Medya ise bu ziyaretten yola çıkarak,
Genelkurmay Başkanı Orgeneral İlker Başbuğ’un da hazır bulunduğu tatbikatı yayın organlarına taşıdı. Ancak hiç birinde
Bordo Bereliler dediğimiz özel kuvvetleri anlatan detaylı bilgi yoktu. İşte buradan hareketle ismi çok duyulan, ama özellikleri pek bilinmeyen
Bordo Berelileri anlatacağım. Tıpkı, üç hafta önce köşeme taşıdığım
Emniyet Genel Müdürlüğü Özel Harekat Daire Başkanlığı’na bağlı özel tim elemanlarını aktardığım gibi.
Türk Silahlı Kuvvetleri bünyesinde, genelde
’özel’ sıfatı ile tanımlanan nitelikli harekát taburlarına Efeler (Hakkári), Dadaşlar (Siirt), Kobralar (Tunceli) gibi isimler veriliyor. Bu birliklerin temelini Jandarma birlikleri oluşturuyor. Çünkü genelde hepsi bunralardan seçiliyor ve gerçekten de bu sıfatlara layık özel bir eğitime
tutuluyorlar.
Jandarma Komando ve Jandarma Özel Harekát birlikleri ile A, B, C timleri bu genel oluşumun çatı yapılarını meydana getiriyor. A; rütbelilerden, subay ve astsubaylardan oluşuyor. Bu tim 1994’ten sonra kaldırıldı. Yurtdışında görevlendirilmeye başlandılar. B; kısa dönem acemi eğitimlerini tamamlayan onbaşı ve çavuşlardan meydana geliyor. Bunlar ağır makineli ve roketatar gibi silahları kullanabiliyor. Başlarında uzman çavuş bulunuyor. C timinin komutanı astsubay. Emri altındakiler çavuş ve er. Manisa Kırkağaç’ta eğitim görüyorlar. Jandarma Komando Birlikleri, acemi erler arasından seçiliyor. Manisa Kırkağaç ve İzmir Foça’da komando eğitimi alıyorlar.
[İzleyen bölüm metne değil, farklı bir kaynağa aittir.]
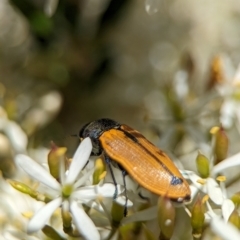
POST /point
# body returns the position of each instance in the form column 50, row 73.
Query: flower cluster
column 66, row 190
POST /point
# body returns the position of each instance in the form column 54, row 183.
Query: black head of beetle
column 95, row 129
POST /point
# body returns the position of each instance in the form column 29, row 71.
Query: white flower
column 68, row 193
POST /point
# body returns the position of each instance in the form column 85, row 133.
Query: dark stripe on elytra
column 133, row 135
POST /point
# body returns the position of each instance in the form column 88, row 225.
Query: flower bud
column 51, row 233
column 117, row 213
column 197, row 220
column 166, row 217
column 100, row 171
column 202, row 165
column 236, row 199
column 217, row 74
column 148, row 234
column 67, row 219
column 221, row 145
column 23, row 188
column 234, row 219
column 55, row 155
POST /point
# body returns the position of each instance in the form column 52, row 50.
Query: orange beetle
column 138, row 157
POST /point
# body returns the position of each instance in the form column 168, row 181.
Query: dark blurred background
column 64, row 63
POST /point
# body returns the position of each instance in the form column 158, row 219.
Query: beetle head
column 94, row 130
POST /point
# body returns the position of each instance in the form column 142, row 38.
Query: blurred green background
column 64, row 63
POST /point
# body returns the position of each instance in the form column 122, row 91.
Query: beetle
column 149, row 166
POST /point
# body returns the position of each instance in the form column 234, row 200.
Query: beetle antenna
column 74, row 135
column 124, row 173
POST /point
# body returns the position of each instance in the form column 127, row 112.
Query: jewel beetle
column 149, row 166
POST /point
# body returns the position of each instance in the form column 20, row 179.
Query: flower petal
column 36, row 171
column 17, row 136
column 224, row 230
column 79, row 160
column 83, row 223
column 91, row 192
column 227, row 209
column 41, row 217
column 144, row 215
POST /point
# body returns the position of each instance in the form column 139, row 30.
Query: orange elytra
column 150, row 167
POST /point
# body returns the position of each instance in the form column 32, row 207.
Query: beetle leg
column 108, row 162
column 124, row 173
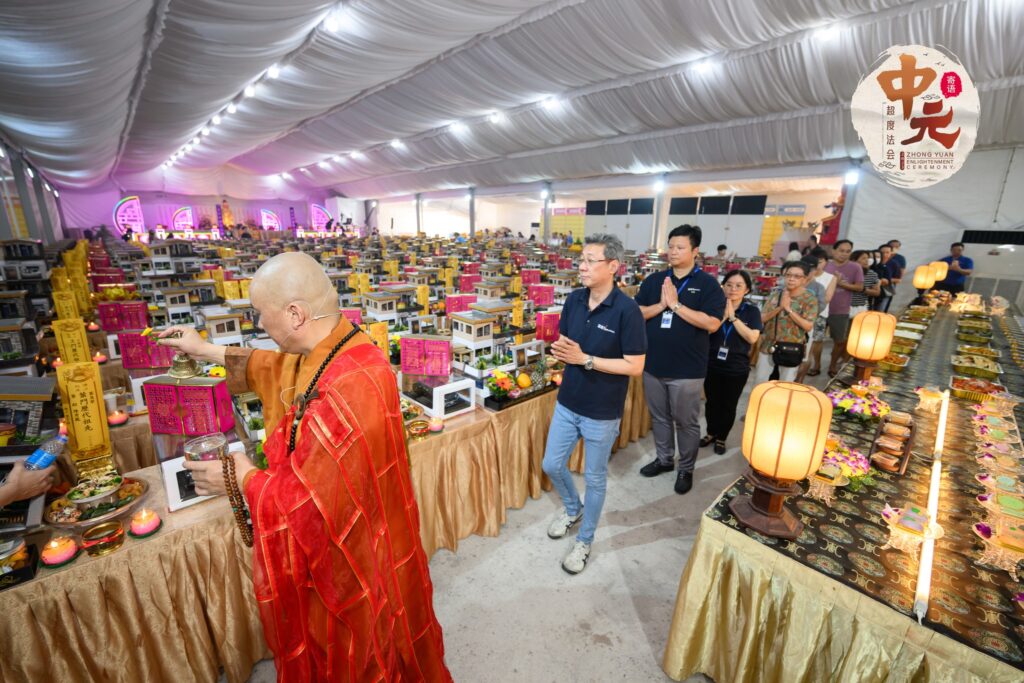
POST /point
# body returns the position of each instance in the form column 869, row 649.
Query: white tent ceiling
column 99, row 94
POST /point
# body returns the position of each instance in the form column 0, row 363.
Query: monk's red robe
column 339, row 572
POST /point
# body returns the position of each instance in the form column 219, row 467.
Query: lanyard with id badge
column 723, row 351
column 669, row 314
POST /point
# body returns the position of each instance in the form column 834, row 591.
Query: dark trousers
column 723, row 393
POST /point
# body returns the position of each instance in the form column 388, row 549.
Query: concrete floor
column 511, row 613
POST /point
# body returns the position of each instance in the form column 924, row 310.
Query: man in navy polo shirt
column 682, row 306
column 960, row 267
column 602, row 343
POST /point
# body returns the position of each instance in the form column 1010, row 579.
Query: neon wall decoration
column 269, row 220
column 320, row 217
column 128, row 213
column 182, row 219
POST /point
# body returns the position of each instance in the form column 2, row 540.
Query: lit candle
column 58, row 551
column 144, row 522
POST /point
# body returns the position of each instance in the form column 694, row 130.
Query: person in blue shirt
column 602, row 343
column 682, row 306
column 729, row 358
column 960, row 267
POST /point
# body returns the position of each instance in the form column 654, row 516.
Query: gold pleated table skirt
column 745, row 612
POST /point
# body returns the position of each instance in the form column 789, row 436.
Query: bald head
column 292, row 276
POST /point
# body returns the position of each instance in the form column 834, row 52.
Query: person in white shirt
column 823, row 286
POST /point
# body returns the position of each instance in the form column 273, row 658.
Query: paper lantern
column 869, row 339
column 783, row 441
column 924, row 278
column 939, row 269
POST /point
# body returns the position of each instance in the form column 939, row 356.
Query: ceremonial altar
column 836, row 603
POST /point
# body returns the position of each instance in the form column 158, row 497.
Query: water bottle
column 44, row 456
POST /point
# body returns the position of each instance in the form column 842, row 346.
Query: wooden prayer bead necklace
column 310, row 391
column 238, row 502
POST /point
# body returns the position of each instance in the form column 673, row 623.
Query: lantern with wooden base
column 783, row 441
column 870, row 336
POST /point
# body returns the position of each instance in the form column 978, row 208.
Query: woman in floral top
column 788, row 316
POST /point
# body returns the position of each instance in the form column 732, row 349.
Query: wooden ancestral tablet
column 72, row 341
column 66, row 305
column 85, row 415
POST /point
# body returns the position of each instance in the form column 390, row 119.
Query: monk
column 341, row 579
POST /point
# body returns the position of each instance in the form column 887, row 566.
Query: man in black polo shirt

ASKERİ HASTANEDEN RAPOR ALMALARI ŞART
Jandarma Özel Harekát (JÖH) elemanları, öncelikle askerliğini jandarma komando olarak yapan erler arasından alınıyor. Sözleşmeli uzman çavuş rütbesiyle görevlerine başlıyorlar. Askeri hastaneden
’komando olabilir’ raporu almaları şartıyla sözleşmeleri iki yılda bir yenileniyor. Tunceli, Siirt, Erzurum, Diyarbakır, Van ve Jandarma Genel Komutanlığı’nda (ihtiyati birlik) konuşlandırılıyorlar.
JÖH, bölük ve taburdan oluşuyor. Sözleşme yenilemenin ardından Foça’da, ’
Tazeleme Kursu-Doğu’ya Hazırlık’ adı altında eğitim alıyorlar. Dört kez şark görevine gidiyorlar. Her tayin arası üç-beş yıl.
JÖH’e en fazla 25 yaşındakiler girebiliyor. Fiziki olarak çeşitli testlere tabi tutuluyorlar.
JÖH’lerin ortalama maaşları 1500-1800 YTL arasında değişiyor.
Ayrıca jandarma, hava, kara ve deniz kuvvetlerinin komando birlikleri arasından da seçiliyorlar. Piyade ve paraşütçü komando, subay ve astsubaylardan oluşan
Muharebe Arama Kurtarma (MAK), astsubay ve uzman çavuşların oluşturduğu
Deprem Arama Kurtarma (DAK), Sualtı Taarruz (SAT), Sualtı Savunma (SAS) birliklerinde görevlendiriliyorlar.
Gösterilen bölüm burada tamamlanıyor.